July 19 (Bloomberg) -- Super typhoon Rammasun slammed into China’s southern provinces of Hainan and Guangdong, forcing evacuations and shutting down transport, after battering the Philippines and leaving dozens dead.
Five people have been killed in Hainan and three in Guangxi Zhuang Autonomous Region since the typhoon made landfall yesterday, Xinhua News Agency reported today. Some 70,000 residents near the storm’s landfall in China were evacuated and the island province of Hainan shut all airports, ports, trains and bus stations, with canceled flights affecting more than 6,900 passengers, Xinhua earlier reported, citing provincial authorities.
China is bracing for the storm, which left at least 77 dead and millions without electricity in the Philippines earlier this week. Rammasun, which swept across Hainan with winds gusting to 216 kilometers (134 miles) an hour yesterday, is the strongest storm to hit southern China in four decades, Xinhua said, citing the National Meteorological Center .
The center maintained its typhoon alert at red, the highest of four levels, as of 6 a.m., forecasting heavy rainfall over the next 24 hours in most of Hainan and parts of Guangdong, Guangxi and Yunnan provinces.

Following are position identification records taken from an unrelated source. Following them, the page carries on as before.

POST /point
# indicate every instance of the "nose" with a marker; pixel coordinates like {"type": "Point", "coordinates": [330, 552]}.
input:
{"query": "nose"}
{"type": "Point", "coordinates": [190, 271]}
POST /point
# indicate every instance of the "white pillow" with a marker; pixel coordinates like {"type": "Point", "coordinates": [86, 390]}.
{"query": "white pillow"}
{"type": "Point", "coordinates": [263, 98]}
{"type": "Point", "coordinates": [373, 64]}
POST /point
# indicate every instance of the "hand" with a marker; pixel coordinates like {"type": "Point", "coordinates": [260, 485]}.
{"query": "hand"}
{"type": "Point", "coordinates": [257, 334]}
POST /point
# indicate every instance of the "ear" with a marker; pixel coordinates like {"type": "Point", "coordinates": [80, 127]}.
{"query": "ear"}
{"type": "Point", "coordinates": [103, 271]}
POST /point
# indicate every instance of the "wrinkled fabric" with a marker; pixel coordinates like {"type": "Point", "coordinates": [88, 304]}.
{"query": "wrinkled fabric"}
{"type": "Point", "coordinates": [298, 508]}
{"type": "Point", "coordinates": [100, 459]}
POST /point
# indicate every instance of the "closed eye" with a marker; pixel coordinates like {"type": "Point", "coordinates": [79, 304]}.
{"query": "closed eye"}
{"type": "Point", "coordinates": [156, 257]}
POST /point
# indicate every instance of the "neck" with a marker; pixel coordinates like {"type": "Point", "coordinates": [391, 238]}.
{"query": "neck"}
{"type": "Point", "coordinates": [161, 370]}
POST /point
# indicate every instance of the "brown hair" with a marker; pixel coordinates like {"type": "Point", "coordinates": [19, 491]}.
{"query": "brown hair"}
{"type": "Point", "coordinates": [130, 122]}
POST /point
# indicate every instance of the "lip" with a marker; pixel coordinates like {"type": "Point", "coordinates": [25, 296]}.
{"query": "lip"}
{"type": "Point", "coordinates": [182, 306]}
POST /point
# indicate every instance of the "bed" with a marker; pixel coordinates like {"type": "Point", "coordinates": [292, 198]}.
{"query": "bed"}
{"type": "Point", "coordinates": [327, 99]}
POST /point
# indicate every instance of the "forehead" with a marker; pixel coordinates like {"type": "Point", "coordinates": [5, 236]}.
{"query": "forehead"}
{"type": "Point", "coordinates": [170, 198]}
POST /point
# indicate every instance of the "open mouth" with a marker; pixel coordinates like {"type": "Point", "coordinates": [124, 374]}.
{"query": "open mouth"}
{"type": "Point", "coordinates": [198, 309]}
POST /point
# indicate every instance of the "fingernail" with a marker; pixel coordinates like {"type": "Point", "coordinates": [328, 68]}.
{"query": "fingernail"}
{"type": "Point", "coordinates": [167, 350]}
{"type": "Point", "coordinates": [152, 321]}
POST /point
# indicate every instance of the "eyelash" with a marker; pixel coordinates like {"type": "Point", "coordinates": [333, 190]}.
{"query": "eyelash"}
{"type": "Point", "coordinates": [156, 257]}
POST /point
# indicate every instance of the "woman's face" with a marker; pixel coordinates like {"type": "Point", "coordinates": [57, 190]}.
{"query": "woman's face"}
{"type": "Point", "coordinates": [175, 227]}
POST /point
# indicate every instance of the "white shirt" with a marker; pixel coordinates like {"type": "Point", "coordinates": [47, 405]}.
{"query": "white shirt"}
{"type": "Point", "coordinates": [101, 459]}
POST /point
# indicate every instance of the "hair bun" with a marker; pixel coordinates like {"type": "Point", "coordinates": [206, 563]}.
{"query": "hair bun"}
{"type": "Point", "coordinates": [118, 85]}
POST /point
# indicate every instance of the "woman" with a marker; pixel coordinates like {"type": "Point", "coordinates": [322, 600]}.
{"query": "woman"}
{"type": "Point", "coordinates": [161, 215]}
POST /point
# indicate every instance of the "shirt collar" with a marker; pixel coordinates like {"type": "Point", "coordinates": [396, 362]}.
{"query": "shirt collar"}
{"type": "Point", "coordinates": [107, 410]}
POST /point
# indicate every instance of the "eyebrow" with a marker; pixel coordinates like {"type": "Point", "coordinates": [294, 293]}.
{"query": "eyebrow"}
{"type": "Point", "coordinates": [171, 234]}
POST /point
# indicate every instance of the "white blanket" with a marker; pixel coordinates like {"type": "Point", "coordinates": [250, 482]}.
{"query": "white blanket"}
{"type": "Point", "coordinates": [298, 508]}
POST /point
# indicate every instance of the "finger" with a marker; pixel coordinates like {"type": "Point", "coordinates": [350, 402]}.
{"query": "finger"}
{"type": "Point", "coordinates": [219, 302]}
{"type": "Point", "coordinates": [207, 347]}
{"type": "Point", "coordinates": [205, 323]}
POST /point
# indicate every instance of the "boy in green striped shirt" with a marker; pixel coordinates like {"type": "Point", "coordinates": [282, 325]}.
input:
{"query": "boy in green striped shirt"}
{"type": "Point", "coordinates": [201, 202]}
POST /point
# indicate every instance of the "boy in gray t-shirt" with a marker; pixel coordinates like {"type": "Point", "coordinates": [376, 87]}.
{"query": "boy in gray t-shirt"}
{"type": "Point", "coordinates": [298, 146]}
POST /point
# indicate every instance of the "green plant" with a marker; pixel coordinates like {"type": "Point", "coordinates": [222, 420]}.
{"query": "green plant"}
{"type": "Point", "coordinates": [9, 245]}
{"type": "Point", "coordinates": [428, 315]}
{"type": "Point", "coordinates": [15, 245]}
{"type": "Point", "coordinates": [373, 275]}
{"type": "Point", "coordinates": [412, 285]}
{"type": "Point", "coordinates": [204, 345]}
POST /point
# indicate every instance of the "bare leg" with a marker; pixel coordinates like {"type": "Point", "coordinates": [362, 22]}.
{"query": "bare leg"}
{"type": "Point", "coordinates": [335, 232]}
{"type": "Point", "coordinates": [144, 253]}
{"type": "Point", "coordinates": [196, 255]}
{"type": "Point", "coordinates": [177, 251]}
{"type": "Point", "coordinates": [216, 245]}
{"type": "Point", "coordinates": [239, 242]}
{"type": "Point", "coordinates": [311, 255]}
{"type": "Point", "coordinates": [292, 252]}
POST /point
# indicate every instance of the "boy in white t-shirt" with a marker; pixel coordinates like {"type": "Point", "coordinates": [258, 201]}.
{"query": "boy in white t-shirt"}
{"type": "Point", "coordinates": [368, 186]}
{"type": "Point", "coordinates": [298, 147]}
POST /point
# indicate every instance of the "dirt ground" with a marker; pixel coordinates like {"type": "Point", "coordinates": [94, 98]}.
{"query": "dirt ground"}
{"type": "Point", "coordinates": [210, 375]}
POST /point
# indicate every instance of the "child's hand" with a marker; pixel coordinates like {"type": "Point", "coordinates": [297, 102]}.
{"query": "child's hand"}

One man who died in southern China was struck by debris when his house collapsed, Xinhua reported, citing local government authorities. Haikou, a city in Hainan, halted the bulk of its water supply after the storm hit, the Hainan Daily reported on its microblog, citing the local water company.
Rammasun displaced about 1.6 million people and caused an estimated 5.9 billion pesos ($135 million) of damage as it struck the Philippines earlier in the week, according to the National Disaster Risk Reduction and Management Council. At least five people remain missing in the wake of the storm, which damaged or destroyed tens of thousands of homes.
The typhoon is forecast to move inland, hitting mountainous southern China and northern Vietnam with downpours that threaten landslides and flooding, authorities in both nations warned on government websites.